What Smart Money Is Watching

Institutional investors and analysts who follow the sector closely have adopted a more measured outlook. The consensus view treats 2026 as a year of gradual fundamental improvement rather than a speculative moonshot.

The most closely watched catalyst beyond 280E relief is the DEA's upcoming administrative hearing, set to begin June 29, 2026. This hearing could further clarify the regulatory framework and potentially expand the scope of rescheduling benefits. All interested parties must file their intent to participate by late May.

Banking reform remains the other major prize. While rescheduling reduces some friction with financial institutions, cannabis companies still face significant barriers to accessing traditional banking services, capital markets, and payment processing. Full banking normalization would require either additional federal legislation or further regulatory evolution.

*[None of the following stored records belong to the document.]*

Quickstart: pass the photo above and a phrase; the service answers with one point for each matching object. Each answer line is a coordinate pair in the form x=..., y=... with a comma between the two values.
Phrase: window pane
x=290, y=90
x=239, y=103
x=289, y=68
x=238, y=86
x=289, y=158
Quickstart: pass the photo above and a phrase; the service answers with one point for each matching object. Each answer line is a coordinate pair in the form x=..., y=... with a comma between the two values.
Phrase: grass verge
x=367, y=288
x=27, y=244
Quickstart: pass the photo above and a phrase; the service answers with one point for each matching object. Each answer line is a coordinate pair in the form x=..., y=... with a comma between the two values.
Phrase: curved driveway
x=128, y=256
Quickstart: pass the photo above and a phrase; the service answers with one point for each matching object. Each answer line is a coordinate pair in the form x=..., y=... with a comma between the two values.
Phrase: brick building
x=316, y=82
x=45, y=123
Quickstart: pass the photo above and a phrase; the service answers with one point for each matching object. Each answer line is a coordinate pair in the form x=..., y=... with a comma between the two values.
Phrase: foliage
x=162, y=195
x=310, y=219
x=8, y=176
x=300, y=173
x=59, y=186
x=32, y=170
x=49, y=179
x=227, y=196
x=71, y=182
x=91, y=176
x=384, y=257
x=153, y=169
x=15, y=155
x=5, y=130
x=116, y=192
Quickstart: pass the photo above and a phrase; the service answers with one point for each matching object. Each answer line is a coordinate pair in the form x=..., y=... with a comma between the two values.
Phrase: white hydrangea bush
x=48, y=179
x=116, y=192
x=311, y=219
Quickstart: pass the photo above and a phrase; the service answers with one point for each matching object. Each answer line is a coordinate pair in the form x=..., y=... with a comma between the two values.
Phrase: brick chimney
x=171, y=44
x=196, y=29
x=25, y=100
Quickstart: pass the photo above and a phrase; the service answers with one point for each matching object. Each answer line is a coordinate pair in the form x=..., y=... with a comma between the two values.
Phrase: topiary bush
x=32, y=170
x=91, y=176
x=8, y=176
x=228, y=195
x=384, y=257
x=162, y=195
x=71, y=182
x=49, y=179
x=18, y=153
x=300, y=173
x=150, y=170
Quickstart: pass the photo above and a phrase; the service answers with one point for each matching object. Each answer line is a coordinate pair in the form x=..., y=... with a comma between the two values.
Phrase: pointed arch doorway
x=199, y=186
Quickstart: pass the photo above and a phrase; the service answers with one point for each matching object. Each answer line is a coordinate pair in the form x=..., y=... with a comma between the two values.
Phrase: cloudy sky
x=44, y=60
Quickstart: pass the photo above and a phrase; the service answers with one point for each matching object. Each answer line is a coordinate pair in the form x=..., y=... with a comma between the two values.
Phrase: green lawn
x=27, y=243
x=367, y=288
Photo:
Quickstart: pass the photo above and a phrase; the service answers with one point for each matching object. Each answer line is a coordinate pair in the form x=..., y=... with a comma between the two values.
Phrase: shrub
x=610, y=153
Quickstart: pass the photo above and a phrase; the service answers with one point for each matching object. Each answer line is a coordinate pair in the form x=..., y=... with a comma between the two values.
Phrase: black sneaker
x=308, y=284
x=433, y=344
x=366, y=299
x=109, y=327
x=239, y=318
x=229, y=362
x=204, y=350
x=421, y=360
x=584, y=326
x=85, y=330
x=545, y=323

The Long View for Cannabis Investors

For long-term investors, the post-rally pullback may represent an opportunity rather than a warning. The fundamental tax benefit of 280E elimination is real and will flow through financial statements over the coming quarters. Companies with strong balance sheets, efficient operations, and dominant market positions in key states are positioned to benefit most from the improved profitability environment.

However, cannabis remains a market for patient capital. The sector has repeatedly punished traders who chase headline-driven spikes without examining the underlying details. The April rally and subsequent fade was the latest — and almost certainly not the last — example of this pattern.

Investors who entered cannabis positions expecting rescheduling to be a single, transformative catalyst are recalibrating their timelines. Those who view it as one step in a multi-year normalization process are finding reasons for cautious optimism in the improving fundamental picture, even if the stock market hasn't yet rewarded that patience.